R – Assim, o dia a dia do pescador na beira do cais, todos os dias de manhã, se você vier aqui na beira do cais você encontra aquele grupinho de pescador conversando, o que que o outro capturou ontem, quem pescou o que e ali a gente conversa, a gente brinca. E confraternização, quando tem alguma assembleia assim na colônia e tal, quando se concentra maior quantidade de pescador. Porque aqui em Cabo Frio é assim, aqui na passagem se concentra uma quantidade de pescador, ali embaixo da ponte se concentra outra quantidade de pescador, e na Gamboa, né, em outros pontos.
P/1 – E como é que são essas assembleias dos pescadores?
R – É quando tem alguns assuntos que interessa ao pescador, a colônia sempre convoca uma assembleia geral, né, e pra poder assim tá fazendo as comunicações a respeito de recadastramento de carteira, alguns processos, alguma coisa que traz benefício ao pescador.

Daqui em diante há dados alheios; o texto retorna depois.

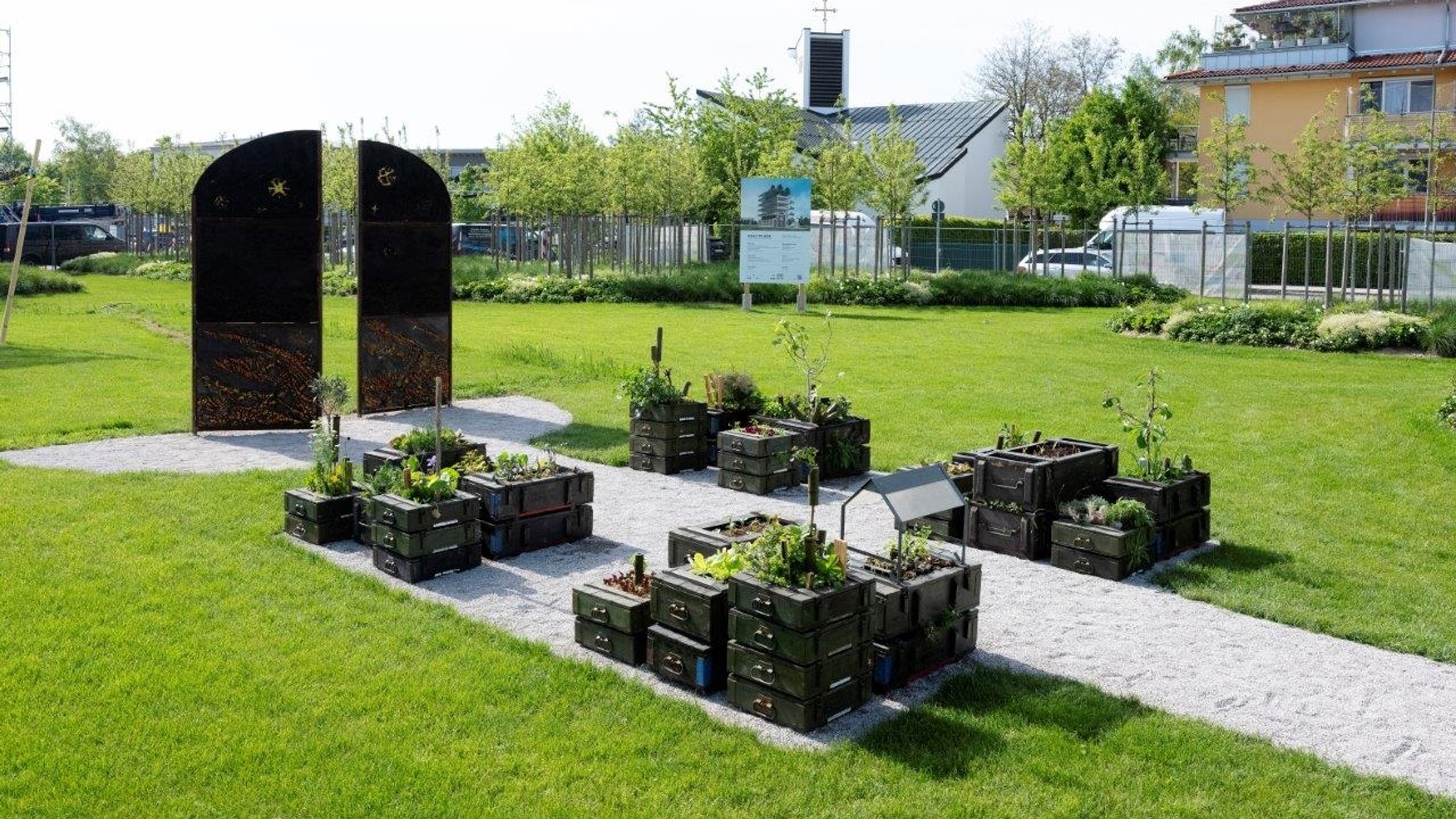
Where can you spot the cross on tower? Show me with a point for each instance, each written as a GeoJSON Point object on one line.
{"type": "Point", "coordinates": [826, 12]}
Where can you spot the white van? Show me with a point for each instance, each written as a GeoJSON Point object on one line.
{"type": "Point", "coordinates": [1164, 219]}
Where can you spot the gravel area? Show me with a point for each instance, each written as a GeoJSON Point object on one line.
{"type": "Point", "coordinates": [1378, 712]}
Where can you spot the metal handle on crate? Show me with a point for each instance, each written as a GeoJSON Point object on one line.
{"type": "Point", "coordinates": [762, 672]}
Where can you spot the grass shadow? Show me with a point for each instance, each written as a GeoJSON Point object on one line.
{"type": "Point", "coordinates": [21, 356]}
{"type": "Point", "coordinates": [980, 714]}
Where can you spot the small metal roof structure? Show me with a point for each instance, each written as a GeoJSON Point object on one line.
{"type": "Point", "coordinates": [911, 494]}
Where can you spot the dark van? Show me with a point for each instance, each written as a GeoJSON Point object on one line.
{"type": "Point", "coordinates": [55, 242]}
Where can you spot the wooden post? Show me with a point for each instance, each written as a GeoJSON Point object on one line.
{"type": "Point", "coordinates": [19, 241]}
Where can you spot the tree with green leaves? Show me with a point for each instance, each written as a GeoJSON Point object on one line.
{"type": "Point", "coordinates": [749, 132]}
{"type": "Point", "coordinates": [897, 180]}
{"type": "Point", "coordinates": [83, 161]}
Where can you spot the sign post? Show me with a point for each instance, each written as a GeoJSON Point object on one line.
{"type": "Point", "coordinates": [775, 226]}
{"type": "Point", "coordinates": [938, 212]}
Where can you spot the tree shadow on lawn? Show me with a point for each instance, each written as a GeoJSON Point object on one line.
{"type": "Point", "coordinates": [972, 714]}
{"type": "Point", "coordinates": [21, 356]}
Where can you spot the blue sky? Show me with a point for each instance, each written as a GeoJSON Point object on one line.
{"type": "Point", "coordinates": [461, 75]}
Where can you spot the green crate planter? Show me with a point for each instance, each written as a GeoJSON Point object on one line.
{"type": "Point", "coordinates": [801, 609]}
{"type": "Point", "coordinates": [1039, 483]}
{"type": "Point", "coordinates": [797, 680]}
{"type": "Point", "coordinates": [805, 433]}
{"type": "Point", "coordinates": [1106, 541]}
{"type": "Point", "coordinates": [708, 538]}
{"type": "Point", "coordinates": [914, 656]}
{"type": "Point", "coordinates": [386, 455]}
{"type": "Point", "coordinates": [757, 448]}
{"type": "Point", "coordinates": [1181, 534]}
{"type": "Point", "coordinates": [507, 500]}
{"type": "Point", "coordinates": [793, 712]}
{"type": "Point", "coordinates": [1091, 563]}
{"type": "Point", "coordinates": [804, 648]}
{"type": "Point", "coordinates": [1025, 535]}
{"type": "Point", "coordinates": [1167, 500]}
{"type": "Point", "coordinates": [670, 465]}
{"type": "Point", "coordinates": [618, 645]}
{"type": "Point", "coordinates": [757, 484]}
{"type": "Point", "coordinates": [405, 515]}
{"type": "Point", "coordinates": [612, 606]}
{"type": "Point", "coordinates": [680, 659]}
{"type": "Point", "coordinates": [692, 605]}
{"type": "Point", "coordinates": [419, 544]}
{"type": "Point", "coordinates": [906, 605]}
{"type": "Point", "coordinates": [318, 519]}
{"type": "Point", "coordinates": [530, 534]}
{"type": "Point", "coordinates": [427, 567]}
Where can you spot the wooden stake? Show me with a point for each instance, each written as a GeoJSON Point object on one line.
{"type": "Point", "coordinates": [19, 241]}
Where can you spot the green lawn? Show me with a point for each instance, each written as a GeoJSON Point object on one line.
{"type": "Point", "coordinates": [168, 655]}
{"type": "Point", "coordinates": [1332, 480]}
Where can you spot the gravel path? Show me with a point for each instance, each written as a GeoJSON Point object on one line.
{"type": "Point", "coordinates": [1375, 710]}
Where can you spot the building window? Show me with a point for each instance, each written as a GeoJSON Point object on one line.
{"type": "Point", "coordinates": [1235, 102]}
{"type": "Point", "coordinates": [1397, 97]}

P/1 – E qual o seu papel na associação?
R – Na colônia?
P/1 – É, na colônia, desculpa.
R – Hoje eu estou exercendo o cargo de tesoureiro na colônia.
P/1 – Como é que é o cotidiano desse cargo?
R – É assim, a colônia ela hoje tem algumas dificuldades, né? Porque o pescador, nem todos os pescadores andam em dia com a casa, então a gente tem uma grande dificuldade de manter a colônia aberta. E o pouco que entra é pra pagar as despesas, as dívidas, mas graças a Deus a gente vem conseguindo caminhar um pouquinho com nossas próprias pernas, porque ainda não temos ajuda de governo, tal, né?
P/1 – A associação em si, cooperativa, desculpe, ela trouxe alguma mudança aqui pro local?
R – A colônia de pesca?
P/1 – É, a colônia.
R – É, a colônia, de algum tempo pra cá, ela vem desenvolvendo um trabalho assim, um papel muito importante na comunidade de pesca, que é a regularização da documentação dos pescadores, onde o pescador vai lá, tira uma carteira, tem direito a um defeso, que é um... Algumas espécies têm um período de defeso e o pescador artesanal ele tem direito de entrar em algum defeso dessas espécies, né? Então a colônia vem desenvolvendo esse trabalho, organizando toda a parte de documentação de pescador.
P/1 – E além da pesca, vocês desenvolvem outras atividades pra arrecadar fundo?
R – Eu, por exemplo, não.
P/1 – E dá pra sobreviver da pesca? Bem assim?
R – É aquilo que eu te falei. A pesca é muito imprevisível, então você tem que saber administrar bem aquilo que você ganha.
P/1 – Pensando aqui na região, como que algumas mudanças assim com turismo, como que tá aqui a região? Como que era? Como que é?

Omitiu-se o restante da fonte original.